PINNSim introduces a physics-informed neural network-based simulator that significantly increases time step sizes in power system dynamics simulations, potentially reducing computational costs compared to traditional methods.

Contribution

The paper presents PINNSim, a novel neural network-based simulator that enables larger time steps for power system dynamic simulations, improving efficiency over conventional methods.

Findings

PINNSim achieves larger time steps than traditional trapezoidal integration.

Demonstrated on a 9-bus system, PINNSim accelerates simulation times.

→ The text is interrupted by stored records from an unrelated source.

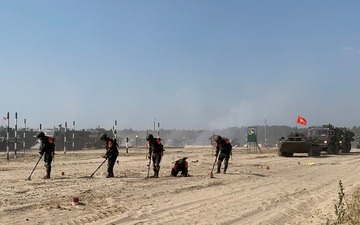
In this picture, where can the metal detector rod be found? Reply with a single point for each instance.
(35, 167)
(98, 167)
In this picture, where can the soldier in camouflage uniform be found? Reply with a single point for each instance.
(47, 147)
(111, 153)
(223, 146)
(156, 151)
(180, 165)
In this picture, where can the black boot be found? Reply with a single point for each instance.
(48, 171)
(225, 169)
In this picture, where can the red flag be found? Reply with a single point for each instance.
(301, 120)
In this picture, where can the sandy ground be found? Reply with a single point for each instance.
(258, 189)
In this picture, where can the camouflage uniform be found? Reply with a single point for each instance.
(111, 154)
(156, 151)
(180, 165)
(223, 147)
(47, 147)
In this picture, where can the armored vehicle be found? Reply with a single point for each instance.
(297, 143)
(346, 138)
(327, 136)
(332, 139)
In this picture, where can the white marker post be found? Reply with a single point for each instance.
(65, 133)
(7, 136)
(24, 135)
(73, 137)
(15, 140)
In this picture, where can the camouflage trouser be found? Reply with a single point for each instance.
(184, 172)
(156, 163)
(48, 160)
(111, 164)
(223, 157)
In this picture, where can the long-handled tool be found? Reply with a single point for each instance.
(35, 167)
(98, 168)
(211, 173)
(149, 165)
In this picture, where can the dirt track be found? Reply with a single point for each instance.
(258, 189)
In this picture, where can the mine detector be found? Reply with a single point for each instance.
(331, 139)
(297, 143)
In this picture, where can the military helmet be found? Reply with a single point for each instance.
(102, 136)
(149, 137)
(40, 134)
(217, 138)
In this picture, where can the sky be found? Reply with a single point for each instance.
(182, 63)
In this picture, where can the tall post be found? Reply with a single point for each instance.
(15, 140)
(73, 136)
(65, 134)
(154, 124)
(127, 145)
(115, 129)
(7, 136)
(24, 135)
(158, 130)
(265, 134)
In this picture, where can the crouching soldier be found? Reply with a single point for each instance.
(156, 151)
(224, 148)
(47, 148)
(180, 165)
(111, 154)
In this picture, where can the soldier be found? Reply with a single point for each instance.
(180, 165)
(223, 147)
(111, 153)
(47, 147)
(156, 151)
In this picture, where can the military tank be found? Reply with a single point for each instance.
(297, 143)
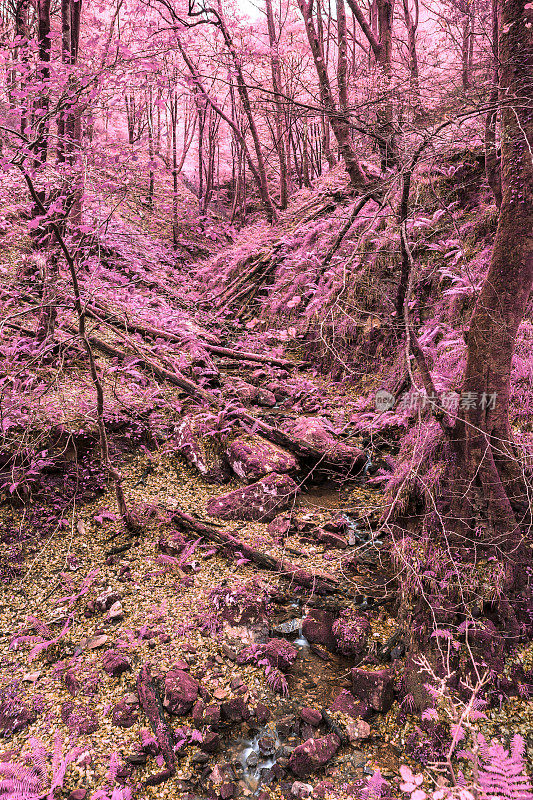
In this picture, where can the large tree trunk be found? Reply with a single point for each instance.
(487, 471)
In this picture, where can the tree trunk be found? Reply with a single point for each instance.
(278, 109)
(486, 464)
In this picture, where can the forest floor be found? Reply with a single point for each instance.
(86, 606)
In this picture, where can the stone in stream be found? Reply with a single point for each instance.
(200, 449)
(313, 754)
(259, 501)
(181, 692)
(349, 705)
(313, 432)
(374, 687)
(312, 716)
(251, 457)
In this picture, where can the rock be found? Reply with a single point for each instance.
(124, 714)
(149, 743)
(251, 457)
(14, 717)
(200, 450)
(347, 704)
(267, 746)
(107, 599)
(235, 710)
(212, 715)
(116, 612)
(313, 754)
(317, 628)
(351, 631)
(301, 790)
(181, 692)
(115, 663)
(210, 742)
(313, 432)
(279, 653)
(79, 718)
(280, 525)
(311, 716)
(258, 501)
(265, 398)
(374, 687)
(331, 539)
(358, 730)
(262, 713)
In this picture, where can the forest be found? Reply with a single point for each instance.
(266, 399)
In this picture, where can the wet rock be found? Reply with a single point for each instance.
(116, 612)
(14, 717)
(313, 432)
(331, 539)
(251, 457)
(358, 730)
(235, 710)
(349, 705)
(317, 628)
(311, 716)
(262, 713)
(115, 663)
(258, 501)
(200, 450)
(181, 692)
(374, 687)
(107, 599)
(313, 754)
(124, 714)
(267, 745)
(351, 631)
(301, 790)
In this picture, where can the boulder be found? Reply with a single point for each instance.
(258, 501)
(251, 457)
(313, 754)
(347, 704)
(181, 692)
(313, 433)
(202, 451)
(317, 627)
(374, 687)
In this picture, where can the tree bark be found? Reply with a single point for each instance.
(486, 463)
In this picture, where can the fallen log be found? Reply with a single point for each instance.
(321, 583)
(153, 708)
(174, 377)
(241, 355)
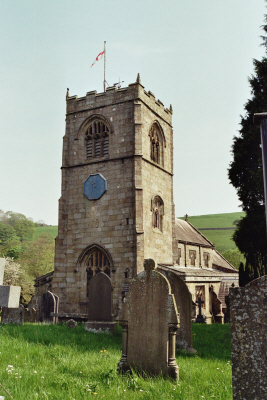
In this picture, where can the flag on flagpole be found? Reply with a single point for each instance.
(100, 55)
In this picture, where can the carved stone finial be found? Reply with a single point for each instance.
(149, 264)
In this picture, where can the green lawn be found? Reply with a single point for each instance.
(53, 362)
(215, 220)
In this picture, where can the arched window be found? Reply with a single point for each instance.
(156, 144)
(96, 261)
(157, 208)
(97, 139)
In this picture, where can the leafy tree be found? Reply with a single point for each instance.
(23, 226)
(16, 276)
(7, 232)
(246, 175)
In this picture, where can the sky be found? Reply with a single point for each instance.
(194, 54)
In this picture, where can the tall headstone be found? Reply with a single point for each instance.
(149, 320)
(248, 320)
(9, 295)
(183, 299)
(48, 304)
(100, 314)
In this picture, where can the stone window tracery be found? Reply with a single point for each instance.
(96, 262)
(179, 255)
(157, 207)
(97, 139)
(192, 256)
(156, 144)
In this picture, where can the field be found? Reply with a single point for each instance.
(53, 362)
(222, 239)
(52, 230)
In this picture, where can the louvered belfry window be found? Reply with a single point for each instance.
(97, 140)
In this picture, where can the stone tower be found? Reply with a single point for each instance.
(116, 206)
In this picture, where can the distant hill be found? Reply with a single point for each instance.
(222, 239)
(51, 229)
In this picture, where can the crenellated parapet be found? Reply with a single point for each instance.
(115, 96)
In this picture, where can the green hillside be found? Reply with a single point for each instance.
(222, 239)
(215, 220)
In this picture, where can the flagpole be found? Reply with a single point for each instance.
(104, 66)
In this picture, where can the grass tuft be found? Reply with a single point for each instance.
(54, 362)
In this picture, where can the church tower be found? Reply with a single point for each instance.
(116, 206)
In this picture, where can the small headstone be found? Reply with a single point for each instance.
(12, 315)
(248, 321)
(31, 315)
(100, 314)
(9, 295)
(48, 304)
(200, 319)
(149, 320)
(71, 323)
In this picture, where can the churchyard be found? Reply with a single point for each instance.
(55, 362)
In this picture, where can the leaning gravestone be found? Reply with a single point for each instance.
(9, 295)
(248, 320)
(100, 315)
(183, 299)
(149, 320)
(48, 304)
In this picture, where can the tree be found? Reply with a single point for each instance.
(16, 276)
(23, 226)
(246, 175)
(38, 257)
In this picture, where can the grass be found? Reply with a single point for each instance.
(52, 230)
(215, 220)
(54, 362)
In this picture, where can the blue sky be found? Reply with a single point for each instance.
(194, 54)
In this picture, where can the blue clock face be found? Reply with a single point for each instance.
(95, 186)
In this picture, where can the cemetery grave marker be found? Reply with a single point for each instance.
(149, 320)
(48, 304)
(9, 295)
(100, 304)
(248, 321)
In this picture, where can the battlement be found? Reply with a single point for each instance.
(113, 95)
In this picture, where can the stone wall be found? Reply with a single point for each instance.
(120, 221)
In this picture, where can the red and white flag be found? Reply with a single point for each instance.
(100, 55)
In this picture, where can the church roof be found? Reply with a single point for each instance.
(221, 262)
(185, 232)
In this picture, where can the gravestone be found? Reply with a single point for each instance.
(48, 304)
(183, 300)
(248, 321)
(12, 315)
(149, 321)
(9, 295)
(31, 315)
(200, 319)
(100, 315)
(71, 324)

Key steps outlined for developing a comprehensive PINNSim platform.

Abstract

The dynamic behaviour of a power system can be described by a system of differential-algebraic equations. Time-domain simulations are used to simulate the evolution of these dynamics. They often require the use of small time step sizes and therefore become computationally expensive. To accelerate these simulations, we propose a simulator - PINNSim - that allows to take significantly larger time steps. It is based on Physics-Informed Neural Networks (PINNs) for the solution of the dynamics of single components in the power system. To resolve their interaction we employ a scalable root-finding algorithm. We demonstrate PINNSim on a 9-bus system and show the increased time step size compared to a trapezoidal integration rule. We discuss key characteristics of PINNSim and important steps for developing PINNSim into a fully fledged simulator. As such, it could offer the opportunity for significantly increasing time step sizes and thereby accelerating time-domain simulations.